Perhaps, however, mental health professionals may wish to seek those with skills or experience in design to aid the conversion of ideas into simple and workable solutions. Langley, Wolstenholme, and Cooke (2018) suggested that “a designer’s skills and experience” (p. 5) have been removed from EBCD, and they discuss, among other things, how designers can enable tacit knowledge to become explicit and usable. It is worth noting that the EBCD project studied here was led by an art therapist. Arts therapists have skills in enabling their clients to express confusing mental material and thereby understand and use it to overcome difficulties, a process which perhaps corresponds most closely to Gabel and Robb’s (2017) concepts of symbolic expression and embodiment from their review of literature on group art therapy. As is also apparent from Gabel and Robb (2017) and literature on arts therapies more generally (e.g., All-Party Parliamentary Group on Arts, Health and Wellbeing, 2017), many arts therapists are also experienced in working with groups. In addition, working with creativity and playfulness, which requires openness to experience and flexibility, is their modus vivendi.
Future Research
The proposed theory is preliminary. Further research needs to test its validity. In particular, future research should examine an EBCD project with a similar number of stakeholders in a more stable context. The model of EBCD presented here may have applications for other kinds of change projects. The issue of outsourced support groups for carers or service users is something that could be investigated, as such groups may not have sufficient focus on members’ co-design work. Furthermore, complex projects involving a large number of stakeholders in scattered parts of large NHS trusts may be particularly difficult in relation to maintaining lines of communication, and it may require research into innovative ways of tackling this.

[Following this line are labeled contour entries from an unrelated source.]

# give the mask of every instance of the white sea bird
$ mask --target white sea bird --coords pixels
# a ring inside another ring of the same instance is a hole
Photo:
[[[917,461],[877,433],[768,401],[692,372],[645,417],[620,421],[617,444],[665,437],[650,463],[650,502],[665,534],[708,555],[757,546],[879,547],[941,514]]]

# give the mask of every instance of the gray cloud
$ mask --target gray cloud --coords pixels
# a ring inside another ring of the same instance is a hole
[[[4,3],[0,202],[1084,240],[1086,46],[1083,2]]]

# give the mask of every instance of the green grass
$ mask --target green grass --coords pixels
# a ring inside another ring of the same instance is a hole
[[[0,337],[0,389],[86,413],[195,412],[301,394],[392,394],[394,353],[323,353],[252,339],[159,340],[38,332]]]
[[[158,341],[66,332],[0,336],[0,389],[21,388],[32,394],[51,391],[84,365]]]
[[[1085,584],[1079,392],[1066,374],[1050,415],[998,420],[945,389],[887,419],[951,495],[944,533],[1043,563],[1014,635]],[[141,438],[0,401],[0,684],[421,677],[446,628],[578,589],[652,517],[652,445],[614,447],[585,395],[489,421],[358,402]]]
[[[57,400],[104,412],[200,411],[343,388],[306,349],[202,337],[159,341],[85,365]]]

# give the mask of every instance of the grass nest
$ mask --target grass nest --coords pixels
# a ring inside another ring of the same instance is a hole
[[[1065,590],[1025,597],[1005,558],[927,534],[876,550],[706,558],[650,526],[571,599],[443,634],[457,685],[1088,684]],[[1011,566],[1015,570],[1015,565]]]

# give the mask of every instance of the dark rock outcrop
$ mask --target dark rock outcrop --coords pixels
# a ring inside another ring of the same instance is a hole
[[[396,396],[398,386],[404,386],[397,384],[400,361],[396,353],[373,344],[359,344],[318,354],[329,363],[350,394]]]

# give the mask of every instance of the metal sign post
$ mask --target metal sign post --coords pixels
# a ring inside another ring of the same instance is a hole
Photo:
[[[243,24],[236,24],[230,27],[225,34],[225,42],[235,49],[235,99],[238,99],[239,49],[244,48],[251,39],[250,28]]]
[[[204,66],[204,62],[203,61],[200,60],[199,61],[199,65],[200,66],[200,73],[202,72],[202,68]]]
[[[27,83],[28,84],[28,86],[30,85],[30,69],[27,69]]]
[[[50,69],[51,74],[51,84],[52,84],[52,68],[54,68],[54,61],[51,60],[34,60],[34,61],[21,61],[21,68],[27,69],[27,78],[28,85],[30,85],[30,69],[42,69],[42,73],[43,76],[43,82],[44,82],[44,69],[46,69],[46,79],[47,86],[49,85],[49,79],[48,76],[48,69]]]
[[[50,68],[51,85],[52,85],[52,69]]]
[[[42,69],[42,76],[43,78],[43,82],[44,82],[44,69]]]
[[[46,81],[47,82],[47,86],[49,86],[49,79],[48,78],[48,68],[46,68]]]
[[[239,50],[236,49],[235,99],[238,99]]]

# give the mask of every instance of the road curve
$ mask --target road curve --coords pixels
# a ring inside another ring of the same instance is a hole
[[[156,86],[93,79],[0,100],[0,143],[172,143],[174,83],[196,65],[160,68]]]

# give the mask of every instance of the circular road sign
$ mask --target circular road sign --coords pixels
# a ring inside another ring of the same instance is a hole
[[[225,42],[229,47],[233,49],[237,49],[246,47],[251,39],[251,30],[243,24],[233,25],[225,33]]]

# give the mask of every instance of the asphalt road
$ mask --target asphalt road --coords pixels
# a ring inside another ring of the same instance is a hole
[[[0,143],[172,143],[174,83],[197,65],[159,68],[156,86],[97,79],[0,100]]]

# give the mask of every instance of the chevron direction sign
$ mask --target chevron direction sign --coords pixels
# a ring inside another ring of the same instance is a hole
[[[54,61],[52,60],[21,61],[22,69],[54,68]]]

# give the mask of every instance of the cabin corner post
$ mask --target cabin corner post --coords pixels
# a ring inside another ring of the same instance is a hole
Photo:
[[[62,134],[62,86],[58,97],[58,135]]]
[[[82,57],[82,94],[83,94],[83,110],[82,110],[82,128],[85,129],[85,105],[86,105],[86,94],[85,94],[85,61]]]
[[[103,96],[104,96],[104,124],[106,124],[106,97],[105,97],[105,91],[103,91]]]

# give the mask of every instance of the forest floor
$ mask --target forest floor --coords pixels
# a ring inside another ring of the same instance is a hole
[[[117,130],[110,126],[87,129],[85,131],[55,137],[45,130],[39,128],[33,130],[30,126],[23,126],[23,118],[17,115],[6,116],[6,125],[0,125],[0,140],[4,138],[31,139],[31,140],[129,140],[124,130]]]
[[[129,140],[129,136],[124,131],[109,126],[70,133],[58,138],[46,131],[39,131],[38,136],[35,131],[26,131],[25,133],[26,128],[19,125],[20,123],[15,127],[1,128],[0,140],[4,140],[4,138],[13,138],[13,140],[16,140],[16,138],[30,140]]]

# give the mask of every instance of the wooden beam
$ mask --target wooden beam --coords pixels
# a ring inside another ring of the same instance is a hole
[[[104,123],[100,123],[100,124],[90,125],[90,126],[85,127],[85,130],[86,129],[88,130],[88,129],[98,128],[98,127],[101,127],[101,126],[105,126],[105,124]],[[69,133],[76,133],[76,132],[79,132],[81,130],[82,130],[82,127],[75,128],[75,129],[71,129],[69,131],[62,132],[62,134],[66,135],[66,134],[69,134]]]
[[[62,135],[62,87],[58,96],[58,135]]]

Finally, research could examine different ways of inducting all stakeholder groups and staff at different organizational levels into the work of EBCD so that they do not unwittingly undermine it or have expectations that cannot be met.
Conclusion
This study presents a preliminary theory of the processes involved in an EBCD project with family carers in community mental health. For a project to be successfully implemented, it needs to fit with both organizational and personal values and attain multiple stakeholder commitment. A mutual understanding of the problem needs to be acquired, supporting the diverse groups to collaborate with a joint aim. Project leaders and co-design group facilitators need to be alert to re-emergence of conflict, and to power dynamics, and provide support to all stakeholders. Projects cannot be sustained if there is not sufficient local leadership, if project aims are perceived as unfeasible, and if the solutions are not simple and readily integrated into clinical practice. EBCD projects can be lengthy, and require motivation to be sustained through communication and perhaps showcasing interim outcomes. Further research is required to assess the broader applicability of the theory presented and to ascertain any difference that arises when conducting a project in a more stable context.
Footnotes
Declaration of Conflicting Interests
The author(s) declared no potential conflicts of interest with respect to the research, authorship, and/or publication of this article.
Funding
The author(s) received no financial support for the research, authorship, and/or publication of this article.